Although metro market reports produced by research organizations have an undeniable value in the assessment of a market’s performance, it would be a mistake for operators to rely on the submarket information presented in these reports to compare against their own property (we will get to why in just a moment).
Ultimately, the best way to understand what’s going on in your submarkets is to understand what’s going on with your comps. And to understand what’s going on with your comps, you need to do market surveys (comp benchmarking).
The Pitfalls of Regression Analysis
Metro reports from third-party organizations can provide a great sense of the overall economic and rental trends in a metro area, such as Phoenix. This is extremely valuable information for an operator to have when evaluating the current performance of the market and when making projections about the future. This is valuable information when making strategic market-wide decisions, such as do we want to acquire/build in this market or is disposition and exit a better option. Recall how some of the public REITs years ago decided to exit all other markets and focus solely on East and West coasts. However, the most relevant data for most operators is submarket data. And, unfortunately, the submarket stats in these reports can be flawed.
Here’s why: the surveys used to produce these reports are conducted at the broad market level. Generally, only a sample of properties are contacted directly, which makes sense because calling every property in say Phoenix takes a lot of resources, time, and effort. Using that market-level sample set, regression analysis (starting from the top and working backward to establish relationships between data sets and data points) then is conducted to determine a metro area’s various submarkets’ data performance. For instance, if a Class A property grew rents by 4% this quarter, then the researcher assumes all Class A properties within say 2-mile radius must have increased rents by an equal amount.

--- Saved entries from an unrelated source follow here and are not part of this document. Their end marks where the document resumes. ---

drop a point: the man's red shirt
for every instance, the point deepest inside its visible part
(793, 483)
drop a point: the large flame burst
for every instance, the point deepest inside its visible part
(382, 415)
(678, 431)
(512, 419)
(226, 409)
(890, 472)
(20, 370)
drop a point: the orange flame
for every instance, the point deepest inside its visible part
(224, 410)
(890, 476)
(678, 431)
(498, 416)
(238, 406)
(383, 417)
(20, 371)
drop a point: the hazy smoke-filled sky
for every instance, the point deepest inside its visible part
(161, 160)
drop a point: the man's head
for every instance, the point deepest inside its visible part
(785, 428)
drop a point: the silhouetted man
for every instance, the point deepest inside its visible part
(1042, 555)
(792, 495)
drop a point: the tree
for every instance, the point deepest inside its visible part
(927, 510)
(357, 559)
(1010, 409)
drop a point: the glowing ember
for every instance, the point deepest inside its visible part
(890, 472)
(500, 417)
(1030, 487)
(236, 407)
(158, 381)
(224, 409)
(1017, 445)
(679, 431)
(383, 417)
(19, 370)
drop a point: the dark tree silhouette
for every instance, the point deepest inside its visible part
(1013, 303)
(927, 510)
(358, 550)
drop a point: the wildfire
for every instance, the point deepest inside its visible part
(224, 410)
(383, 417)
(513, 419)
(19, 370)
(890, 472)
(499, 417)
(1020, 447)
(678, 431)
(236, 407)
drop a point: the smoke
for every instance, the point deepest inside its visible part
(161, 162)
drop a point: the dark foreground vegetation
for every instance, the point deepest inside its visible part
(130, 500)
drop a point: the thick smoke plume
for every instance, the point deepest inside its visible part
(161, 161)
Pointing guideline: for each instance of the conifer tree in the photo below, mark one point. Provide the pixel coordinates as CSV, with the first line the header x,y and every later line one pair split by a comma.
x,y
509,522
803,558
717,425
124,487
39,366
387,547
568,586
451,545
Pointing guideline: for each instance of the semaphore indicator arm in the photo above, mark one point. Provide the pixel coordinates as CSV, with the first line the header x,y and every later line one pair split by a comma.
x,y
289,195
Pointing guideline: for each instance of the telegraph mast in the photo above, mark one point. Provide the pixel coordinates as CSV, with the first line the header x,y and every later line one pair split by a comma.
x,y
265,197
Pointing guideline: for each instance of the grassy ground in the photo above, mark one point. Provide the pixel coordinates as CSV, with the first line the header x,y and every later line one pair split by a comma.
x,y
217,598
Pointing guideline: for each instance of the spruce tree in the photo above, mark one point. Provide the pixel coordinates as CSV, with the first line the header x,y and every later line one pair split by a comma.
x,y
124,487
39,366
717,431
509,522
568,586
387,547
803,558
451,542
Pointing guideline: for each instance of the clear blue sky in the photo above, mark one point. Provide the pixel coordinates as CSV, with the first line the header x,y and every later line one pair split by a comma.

This practice can produce misleading submarket data. It becomes significantly more difficult to drill down to a property’s specific submarket with this regression model. To use an analogy, digital photos from the mid-90s lacked enough pixels so as you zoomed in the picture got blurrier. The same happens when data is selected from the top as a sample. The more you drill in the less accurate it gets. In addition, when you layer in the delayed aspect of regression data, it simply cannot provide trustworthy and actionable insights into what is going on in a property’s all-important comp set.
Enter Market Surveys
In the end, getting information about rental and occupancy rates directly from competing properties is by far the most effective method for gaining insight into submarket dynamics and for understanding how a community compares to others in the area.
However, another problem stems from how these market surveys are traditionally conducted. Onsite associates who already are stretched too thin have to spend enormous time calling comps in often-vain attempts to collect information about asking rents, concessions, vacancy rates, etc. Often associates aren’t properly trained to get accurate data from competitors. Finally, when – or if – they are able to collect this data, they place it into Excel spreadsheets, which causes its own set of problems and usually prevents meaningful analysis.
Forward-thinking operators are implementing third-party, cloud-based market survey database platforms and processes that automate the collection of asking rents and related information from comps, allowing associates to concentrate on the many other tasks they must tend to. These solutions also can provide users with real analysis, clear reporting and true apples-to-apples comparisons between properties.
One of the many real values of these surveys is that they provide direct insight into what is going on with your competitors and, by extension, the surrounding submarket. When you want to know what’s going on in your neighborhood, don’t rely on regression analysis – rely on what your comps are telling you.